The verdict is in: conservatives are happier than liberals. And is anyone really surprised? According to the recent survey by the Pew Research Center, 45 percent of conservatives reported being “very happy” in contrast to 30 percent of liberals and 29 percent of independents. Best of all, this reality is not because President George W. Bush, a model president, is in power. The “conservatives are happier than liberals” trend dates back to 1972 when the General Social Survey began. No matter which party was in control of the White House, conservatives simply smiled more.
George Will, a columnist for The Washington Post, phrased it nicely, “to bemused conservatives, it looks like yet another example of analytic overkill by the intelligentsia – a jobs program for the (mostly liberal) academic boys (and girls) in the social sciences, whose quantitative tools have been brought to bear to prove the obvious.”

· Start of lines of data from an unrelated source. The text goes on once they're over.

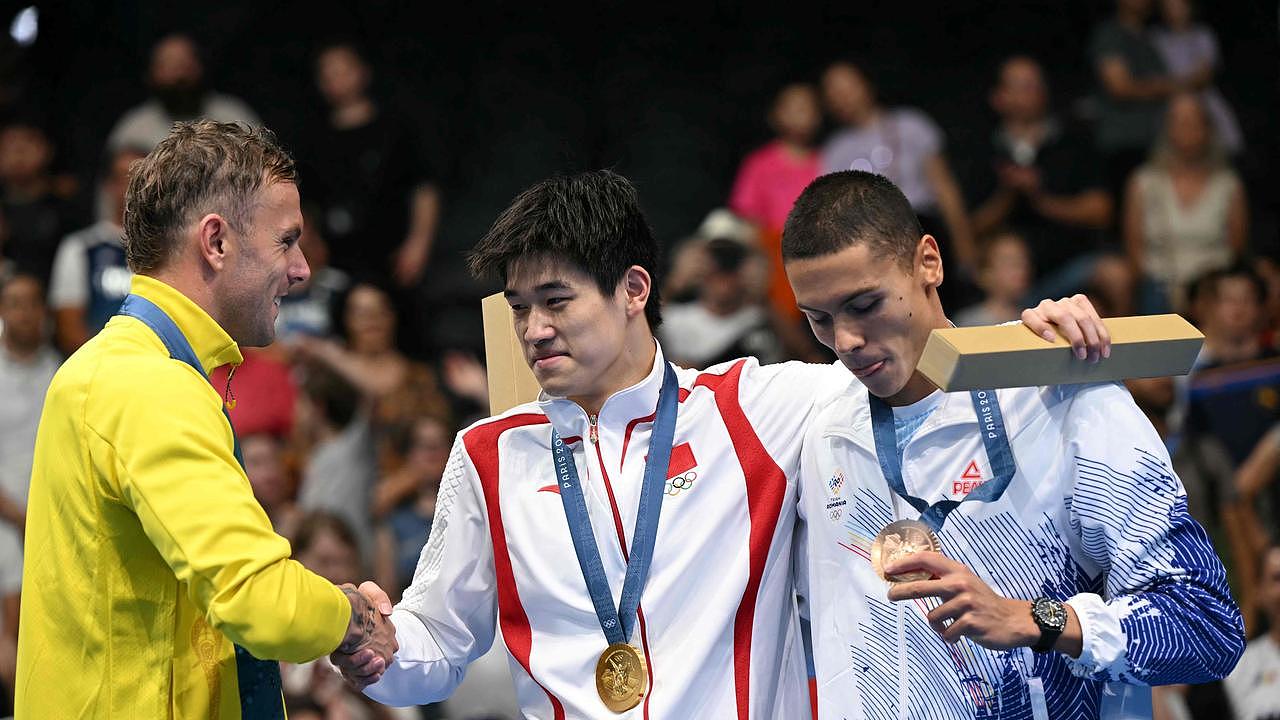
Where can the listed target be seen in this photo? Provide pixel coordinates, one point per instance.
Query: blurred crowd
(346, 423)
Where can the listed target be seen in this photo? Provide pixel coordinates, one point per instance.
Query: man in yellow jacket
(154, 586)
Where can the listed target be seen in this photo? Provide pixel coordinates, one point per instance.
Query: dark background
(671, 95)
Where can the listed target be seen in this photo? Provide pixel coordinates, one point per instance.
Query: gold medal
(900, 540)
(621, 677)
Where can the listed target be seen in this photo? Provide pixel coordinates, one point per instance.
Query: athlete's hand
(370, 642)
(969, 607)
(1077, 320)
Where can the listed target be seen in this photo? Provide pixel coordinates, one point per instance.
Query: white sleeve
(68, 286)
(448, 614)
(778, 401)
(1165, 614)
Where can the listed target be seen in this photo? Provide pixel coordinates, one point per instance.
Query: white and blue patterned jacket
(1093, 516)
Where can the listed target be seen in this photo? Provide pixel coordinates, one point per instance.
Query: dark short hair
(846, 208)
(590, 219)
(201, 167)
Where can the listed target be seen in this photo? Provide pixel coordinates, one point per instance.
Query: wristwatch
(1050, 616)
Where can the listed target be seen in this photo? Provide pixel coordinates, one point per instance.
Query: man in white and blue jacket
(1069, 577)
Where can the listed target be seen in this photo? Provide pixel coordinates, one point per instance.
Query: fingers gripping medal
(900, 540)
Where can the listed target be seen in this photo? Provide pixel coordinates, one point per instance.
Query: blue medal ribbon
(259, 679)
(618, 621)
(991, 423)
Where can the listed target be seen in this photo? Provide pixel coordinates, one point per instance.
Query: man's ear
(928, 261)
(636, 285)
(213, 233)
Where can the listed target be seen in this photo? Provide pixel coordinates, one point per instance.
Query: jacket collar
(629, 404)
(850, 415)
(210, 342)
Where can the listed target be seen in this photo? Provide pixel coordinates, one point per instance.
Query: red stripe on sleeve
(766, 488)
(481, 445)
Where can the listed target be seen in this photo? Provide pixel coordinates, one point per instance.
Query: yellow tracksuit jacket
(146, 554)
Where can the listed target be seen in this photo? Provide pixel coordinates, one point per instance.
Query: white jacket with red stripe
(717, 619)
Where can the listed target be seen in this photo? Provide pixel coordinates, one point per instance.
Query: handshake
(369, 645)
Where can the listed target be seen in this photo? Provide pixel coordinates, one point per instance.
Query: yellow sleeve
(177, 470)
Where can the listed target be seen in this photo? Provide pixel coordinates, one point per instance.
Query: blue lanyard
(618, 621)
(993, 437)
(259, 679)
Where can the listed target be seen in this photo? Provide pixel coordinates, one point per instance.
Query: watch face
(1050, 614)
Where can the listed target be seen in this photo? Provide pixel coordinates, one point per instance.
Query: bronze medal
(621, 677)
(900, 540)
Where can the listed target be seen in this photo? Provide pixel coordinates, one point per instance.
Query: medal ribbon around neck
(259, 679)
(618, 621)
(993, 438)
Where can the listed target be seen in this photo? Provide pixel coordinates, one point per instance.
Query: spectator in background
(1042, 181)
(375, 187)
(35, 217)
(336, 437)
(772, 177)
(1005, 277)
(1253, 687)
(1189, 50)
(310, 309)
(178, 92)
(1133, 86)
(27, 365)
(270, 478)
(1185, 210)
(405, 504)
(397, 388)
(1232, 396)
(91, 277)
(728, 319)
(904, 145)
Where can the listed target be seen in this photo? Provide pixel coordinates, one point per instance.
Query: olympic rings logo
(675, 486)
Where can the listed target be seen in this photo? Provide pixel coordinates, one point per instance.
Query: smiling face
(264, 264)
(872, 313)
(580, 343)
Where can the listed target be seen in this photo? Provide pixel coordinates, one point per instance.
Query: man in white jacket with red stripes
(713, 624)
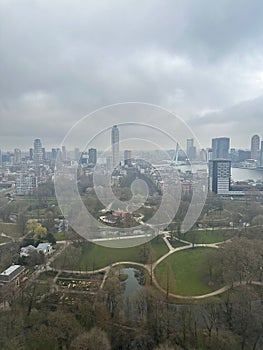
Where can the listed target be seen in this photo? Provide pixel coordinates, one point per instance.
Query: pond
(134, 282)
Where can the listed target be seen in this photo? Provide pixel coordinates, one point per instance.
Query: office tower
(220, 148)
(31, 154)
(64, 153)
(209, 154)
(43, 154)
(76, 154)
(17, 156)
(54, 154)
(92, 156)
(190, 149)
(203, 155)
(127, 158)
(38, 154)
(109, 163)
(261, 155)
(115, 145)
(219, 176)
(255, 143)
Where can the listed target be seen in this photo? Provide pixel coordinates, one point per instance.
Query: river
(238, 174)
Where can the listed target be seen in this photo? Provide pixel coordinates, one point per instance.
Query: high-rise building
(92, 156)
(115, 146)
(127, 158)
(255, 144)
(44, 154)
(219, 176)
(31, 153)
(17, 156)
(190, 149)
(38, 153)
(64, 153)
(220, 148)
(261, 155)
(76, 154)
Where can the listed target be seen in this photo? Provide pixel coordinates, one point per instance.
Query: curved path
(151, 267)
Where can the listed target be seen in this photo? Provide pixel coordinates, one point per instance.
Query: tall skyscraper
(255, 144)
(261, 155)
(38, 153)
(220, 148)
(219, 176)
(31, 153)
(127, 158)
(190, 149)
(115, 146)
(17, 156)
(64, 153)
(92, 156)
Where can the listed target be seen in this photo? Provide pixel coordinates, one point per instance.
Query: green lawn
(208, 236)
(186, 272)
(4, 239)
(89, 256)
(176, 244)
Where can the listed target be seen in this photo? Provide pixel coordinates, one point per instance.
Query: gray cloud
(61, 59)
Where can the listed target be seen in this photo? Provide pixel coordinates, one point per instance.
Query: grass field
(209, 236)
(4, 239)
(176, 244)
(186, 272)
(90, 256)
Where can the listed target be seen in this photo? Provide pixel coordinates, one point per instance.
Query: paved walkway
(151, 267)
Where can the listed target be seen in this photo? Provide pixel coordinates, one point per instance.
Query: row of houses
(44, 248)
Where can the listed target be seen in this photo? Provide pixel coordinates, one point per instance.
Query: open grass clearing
(90, 256)
(208, 236)
(185, 272)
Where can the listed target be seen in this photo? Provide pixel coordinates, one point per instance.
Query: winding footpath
(151, 267)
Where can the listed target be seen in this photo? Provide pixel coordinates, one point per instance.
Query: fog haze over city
(61, 60)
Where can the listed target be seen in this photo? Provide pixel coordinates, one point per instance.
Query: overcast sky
(60, 60)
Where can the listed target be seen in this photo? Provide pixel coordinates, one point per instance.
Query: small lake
(134, 282)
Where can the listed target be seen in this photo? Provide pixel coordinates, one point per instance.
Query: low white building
(26, 251)
(45, 248)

Also of interest were the additional trends the survey found. According to the survey, “married people are happier than unmarrieds. People who worship frequently are happier than those who don’t. Republicans are happier than Democrats. Rich people are happier than poor people. Whites and Hispanics are happier than blacks. Sunbelt residents are happier than those who live in the rest of the country.”
With regard to conservatives, while there are probably many reasons, Will feels that the core explanation for conservative happiness is conservative pessimism. “Conservatives think the Book of Job got it right (‘Man is born unto trouble as the sparks fly upward.’), as did Adam Smith (‘There is a great deal of ruin in a nation.’).”
According to Will, this pessimism has a three fold benefit for conservatives. One, conservatives are rarely caught off-guard since they are generally correct about the course of human events. Two, if the conservative is proven wrong, they are happy to be so. And third, unlike liberals, conservatives see happiness as something to be pursued, not as an entitlement from the government.
What we find, as Will notes, is that “liberals have made this the era of surly automobile bumpers, millions of them, still defiantly adorned with Kerry-Edwards and even Gore-Lieberman bumper stickers, faded and frayed like flags preserved as relics of failed crusades. [And] to preserve these mementos of dashed dreams, many liberals may be forgoing the pleasures of buying new cars – another delight sacrificed on the altar of liberalism.”
Beyond conservative pessimism, I am convinced there is more that accounts for the happiness gap. Another central reason of the spread has to be hatred. Liberals hate conservatives with such consistency that happiness is in low supply. Dennis Prager, a syndicated columnist, poses three questions to help gauge liberal hatred:
First, “during the 2004 elections, which car was more likely to be ‘keyed,’ i.e., deliberately scratched – a car with a ‘John Kerry’ bumper sticker in an overwhelmingly conservative area or a car with a ‘George W. Bush’ sticker in an overwhelmingly liberal area? [Second,] when speaking at colleges, do right-wing or left-wing speakers need and receive police protection? [And third,] in a debate between a right-wing and a left-wing speaker before an audience equally divided between left and right, which audience group is more likely to boo and hiss at the speaker with whom it disagrees – the liberal or the conservative?”
These questions make it clear that while liberals will impose their personal morality above social justice and view people who disagree with their “progressive” ideas as being morally inferior and undeserving of decent behavior, the number one issue, as Prager notes, at hand is that “liberals hate conservatives more than conservatives hate liberals.”
Prager states, “liberals deem conservatives to be racist, homophobic, war mongering, money worshipping and sexist. It makes perfect sense to hate such people. I would, too. The converse is not true. Conservatives tend to view liberals as immature and foolish. But childish adults and fools don’t merit the hatred that racists do.”
In the end, I simply like to laugh at liberal foolishness. I choose not to sink to their level to play ball. Martha Washington once said, “The greatest part of our happiness depends on our dispositions, not our circumstances.” And as a word of advice, it’s time for liberals to get over themselves and smile for a change.